The US leader said he was renegotiating a trade deal over what he saw an unfair imbalance in investment as President Moon visited Washington. The two agreed, however, on a "stern response" to North Korean provocations.
US President Donald Trump used the visit from South Korean counterpart Moon Jae-in on Friday to promote the economic nationalism that has become his trademark in international policy, highlighting the two country's trade imbalance. While both leaders tried to find a middle ground by talking tough on North Korea, it was also clear that the two had very different ideas on how to handle the nuclear threat.
Trump called a landmark 2012 agreement between the two countries a "rough deal," citing the $17 billion deficit the US runs in bilateral trade. The White House announced that a meeting had already been called to begin "amending the deal."
Ahead of President Moon's visit, South Korea had announced plans to invest $12.8 billion in the United States over the next five years, but that did little to soften Trump's stance.
"We are renegotiating a trade deal right now as we speak with South Korea and hopefully it will be an equitable deal, it will be a fair deal for both parties," the US president said. To add insult to injury, Trump then asked his economic officials to voice their complaints about bilateral trade to Moon personally in front of a group of journalists.
President Trump also accused Seoul of cheating the US economy by helping China bring steel into the country at unfairly low prices.
North Korea has continued to work on its missile technology despite international sanctions.
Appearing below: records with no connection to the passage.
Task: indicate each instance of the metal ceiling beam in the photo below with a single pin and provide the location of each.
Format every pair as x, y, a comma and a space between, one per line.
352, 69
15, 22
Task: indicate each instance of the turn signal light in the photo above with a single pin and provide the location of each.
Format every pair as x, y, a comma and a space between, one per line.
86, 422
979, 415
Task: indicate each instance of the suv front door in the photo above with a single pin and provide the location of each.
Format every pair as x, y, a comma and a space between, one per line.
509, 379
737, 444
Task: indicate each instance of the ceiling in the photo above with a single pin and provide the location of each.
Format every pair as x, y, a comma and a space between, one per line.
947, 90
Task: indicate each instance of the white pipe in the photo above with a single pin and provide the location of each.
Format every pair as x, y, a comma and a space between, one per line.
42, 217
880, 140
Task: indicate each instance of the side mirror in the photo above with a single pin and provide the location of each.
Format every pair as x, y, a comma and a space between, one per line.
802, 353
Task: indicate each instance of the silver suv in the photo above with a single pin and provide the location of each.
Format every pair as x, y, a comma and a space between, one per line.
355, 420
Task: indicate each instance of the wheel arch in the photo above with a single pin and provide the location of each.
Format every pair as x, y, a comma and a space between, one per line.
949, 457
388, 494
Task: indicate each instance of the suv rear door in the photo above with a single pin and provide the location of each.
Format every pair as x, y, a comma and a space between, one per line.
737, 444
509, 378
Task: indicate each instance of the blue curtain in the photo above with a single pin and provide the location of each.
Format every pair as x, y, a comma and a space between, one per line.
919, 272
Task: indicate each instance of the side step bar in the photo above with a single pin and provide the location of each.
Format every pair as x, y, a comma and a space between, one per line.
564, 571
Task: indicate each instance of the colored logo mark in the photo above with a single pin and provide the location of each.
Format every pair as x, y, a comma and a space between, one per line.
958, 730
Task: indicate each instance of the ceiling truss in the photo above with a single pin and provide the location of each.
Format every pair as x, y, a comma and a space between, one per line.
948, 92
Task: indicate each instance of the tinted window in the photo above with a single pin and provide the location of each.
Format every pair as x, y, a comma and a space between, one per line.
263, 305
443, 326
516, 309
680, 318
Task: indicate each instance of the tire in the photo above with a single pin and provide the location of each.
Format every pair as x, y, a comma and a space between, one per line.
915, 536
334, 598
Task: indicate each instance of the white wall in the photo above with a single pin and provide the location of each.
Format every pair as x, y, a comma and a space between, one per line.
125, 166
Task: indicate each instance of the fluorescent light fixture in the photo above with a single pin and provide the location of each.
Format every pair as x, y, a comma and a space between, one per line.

There are fears that its Pukguksong rocket could soon be able to reach a regional target.
Trump: No more patience for Pyongyang
The two presidents then switched gears to discuss the threat of North Korea's weapons program, agreeing to work together to coordinate a "stern response" to recent missile tests. However, while Moon has often advocated outreach to Pyongyang, Trump reiterated his belief that "strategic patience" had failed.
Despite the discord, however, Trump accepted an offer from Moon to visit South Korea in the near future, praising the alliance between the two nations as "a cornerstone of peace and security in a very, very dangerous part of the world."
The presidents also confirmed that they will meet Japanese Prime Minister Shinzo Abe on the sidelines of the upcoming G20 meeting in Hamburg to discuss stability in the region.
If Moon did not get everything he wanted from the trip, he did head home with one very special gift. The US returned two royal seals looted during the Korean War to the visiting president before he left on Saturday.
The Korean government has campaigned for years to see the return of the antiques, which date from the 16th and 17th centuries, during the Chosun dynasty that ruled the Korean peninsula for over 500 years until Japanese occupation in 1910.
Washington seized the items in 2013, and Seoul confirmed that they were stolen antiquities.